I remember reading this story as a child and being thoroughly creeped out by it. You are welcome.
This princess starts out with very princess-like supernatural qualities: roses fall from her mouth when she laughs, pearls fall from her eyes when she cries, and if she walks barefoot golden coins appear from every step. Naturally she makes her father's kingdom quite rich, and everyone wants to marry her. Except for the neighboring kingdom's heir, that is, because he is too busy fighting a war. But fear not, the queen goes behind his back and mail-orders the magical bride to be delivered upon victory.
As usual, there is a hitch in the plan, no pun intended: the woman who is escorting the princess to her new home, while her grace is cheerfully dancing out gold for the poor along the way, decides her ugly daughter would make a much better queen, so she calls up a storm (witch alert!), carves the princess' eyes out, and tosses her in a ditch. Ouch.
It doesn't get better from heir either. First the princess is found by poor men who help her up, but as soon as they see the gold coins under her feet they just lead her around in circles until she drops from exhaustion. Next a gardener picks her up and takes her home, but his wife complains that they can't keep a blind chick around. Fortunately for said blind chick, there is a witch in town who deals in eyes (we are getting into Minority Report here). The first pair the gardener takes home and applies to the princess' eyes is not quite right, because the moment they are in the princess curls up in a corner and stares into a hole for hours until the gardener starts to suspect that he got cat eyes for his money instead of human eyes. Fortunately once again, the witch has a return and exchange policy, and she swaps the cat eyes for a pair of brand new human ones that she happened to find in a ditch (!).

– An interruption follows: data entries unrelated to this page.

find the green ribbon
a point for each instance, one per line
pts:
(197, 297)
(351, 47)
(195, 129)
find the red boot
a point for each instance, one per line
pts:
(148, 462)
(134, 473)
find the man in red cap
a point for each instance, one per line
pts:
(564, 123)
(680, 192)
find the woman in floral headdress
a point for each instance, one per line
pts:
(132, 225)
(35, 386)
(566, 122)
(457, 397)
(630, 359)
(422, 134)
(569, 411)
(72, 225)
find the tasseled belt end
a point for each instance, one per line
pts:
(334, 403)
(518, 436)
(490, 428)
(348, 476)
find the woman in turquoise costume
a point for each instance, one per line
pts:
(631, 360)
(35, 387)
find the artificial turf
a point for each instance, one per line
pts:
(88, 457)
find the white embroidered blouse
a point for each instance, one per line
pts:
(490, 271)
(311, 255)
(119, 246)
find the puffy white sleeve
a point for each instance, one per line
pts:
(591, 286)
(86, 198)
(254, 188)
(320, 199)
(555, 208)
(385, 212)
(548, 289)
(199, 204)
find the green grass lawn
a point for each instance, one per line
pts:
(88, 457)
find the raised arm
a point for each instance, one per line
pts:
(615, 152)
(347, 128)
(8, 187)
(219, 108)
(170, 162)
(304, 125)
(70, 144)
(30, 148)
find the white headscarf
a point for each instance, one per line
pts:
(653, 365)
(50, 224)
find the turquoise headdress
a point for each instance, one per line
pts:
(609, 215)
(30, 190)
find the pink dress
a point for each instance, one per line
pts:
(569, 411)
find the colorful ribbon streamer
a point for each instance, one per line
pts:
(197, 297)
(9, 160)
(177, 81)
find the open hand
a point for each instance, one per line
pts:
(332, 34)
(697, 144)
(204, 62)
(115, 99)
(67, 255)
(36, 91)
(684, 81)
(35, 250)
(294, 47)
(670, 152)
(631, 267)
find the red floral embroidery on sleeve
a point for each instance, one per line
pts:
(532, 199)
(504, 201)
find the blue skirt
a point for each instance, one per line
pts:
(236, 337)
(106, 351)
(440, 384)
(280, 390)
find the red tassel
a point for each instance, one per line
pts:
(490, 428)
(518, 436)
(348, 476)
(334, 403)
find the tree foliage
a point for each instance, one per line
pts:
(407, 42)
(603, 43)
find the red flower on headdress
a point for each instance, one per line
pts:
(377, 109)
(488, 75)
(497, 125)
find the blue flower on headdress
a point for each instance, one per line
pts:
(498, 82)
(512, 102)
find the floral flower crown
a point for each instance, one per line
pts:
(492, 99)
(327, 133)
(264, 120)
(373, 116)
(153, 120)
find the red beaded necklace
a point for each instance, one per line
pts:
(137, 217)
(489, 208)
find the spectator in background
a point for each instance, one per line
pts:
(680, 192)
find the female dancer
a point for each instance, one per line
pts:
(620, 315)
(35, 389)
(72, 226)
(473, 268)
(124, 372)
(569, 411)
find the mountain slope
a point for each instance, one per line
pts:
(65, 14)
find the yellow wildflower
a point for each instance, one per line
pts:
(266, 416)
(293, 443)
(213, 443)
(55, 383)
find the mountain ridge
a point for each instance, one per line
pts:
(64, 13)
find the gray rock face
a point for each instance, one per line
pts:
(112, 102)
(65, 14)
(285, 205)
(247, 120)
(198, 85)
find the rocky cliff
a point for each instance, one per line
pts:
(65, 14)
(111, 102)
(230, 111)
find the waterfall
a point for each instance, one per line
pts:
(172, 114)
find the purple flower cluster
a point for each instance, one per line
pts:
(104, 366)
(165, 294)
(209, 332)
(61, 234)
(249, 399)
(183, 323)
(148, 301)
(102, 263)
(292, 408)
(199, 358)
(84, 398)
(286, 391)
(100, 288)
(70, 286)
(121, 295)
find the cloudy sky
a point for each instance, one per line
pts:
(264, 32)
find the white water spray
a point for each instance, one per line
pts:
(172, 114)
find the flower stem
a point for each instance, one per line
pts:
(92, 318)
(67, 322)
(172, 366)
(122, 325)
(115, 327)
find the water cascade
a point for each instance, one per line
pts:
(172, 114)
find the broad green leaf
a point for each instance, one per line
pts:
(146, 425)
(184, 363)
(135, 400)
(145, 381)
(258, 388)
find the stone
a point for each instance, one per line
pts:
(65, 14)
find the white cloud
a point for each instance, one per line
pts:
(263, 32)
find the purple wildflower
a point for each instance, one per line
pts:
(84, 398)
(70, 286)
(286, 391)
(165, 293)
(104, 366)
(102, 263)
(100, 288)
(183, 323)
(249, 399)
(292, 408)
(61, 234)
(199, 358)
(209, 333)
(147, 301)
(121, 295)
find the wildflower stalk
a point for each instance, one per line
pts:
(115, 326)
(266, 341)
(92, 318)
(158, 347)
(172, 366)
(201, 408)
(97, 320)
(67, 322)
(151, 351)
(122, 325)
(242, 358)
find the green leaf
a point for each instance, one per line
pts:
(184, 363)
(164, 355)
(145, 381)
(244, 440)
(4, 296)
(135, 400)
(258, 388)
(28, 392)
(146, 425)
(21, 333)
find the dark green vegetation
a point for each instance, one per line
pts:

Now at this point princess has had her eyes carved out twice, and moonlighted as a cat for a while, so naturally when she gets her own eyes back she cries a ton of pearls, laughs a garden of roses, and then moves on to marry the prince who was too dumb to tell a princess from a kitchen maid in a dress. But before she does, she has to work as a maid to said wench in order to get close to the prince. It is not long before the wench slaps her for being clumsy with the hairbrush, and out come the pearl tears again, revealing who is the real deal, and who is the fraud. Happy ending, at last.
Being a princess is not always sunshine and cupcakes, people. I don't usually tell this story to children, because even though they find the eye swap hilarious, it never fails to creep the hell out of parents and teachers, and then all hell breaks loose backstage. It is very successful for adult female audiences, though. Go figure.
This folktale is another very popular type called AT 403 - The White Bride and the Black One (from the times when white was considered beauty and black was... not). It usually includes a true bride and then an ugly/mean girl who tries to get rid of her and take her place. Stories get very creative with ways of killing or almost killing a princess, but the eye thing is still the most graphic I have encountered. Yuck.
Also, one can't help but wonder what would have happened if the princess kept the cat eyes. Now there is food for thought.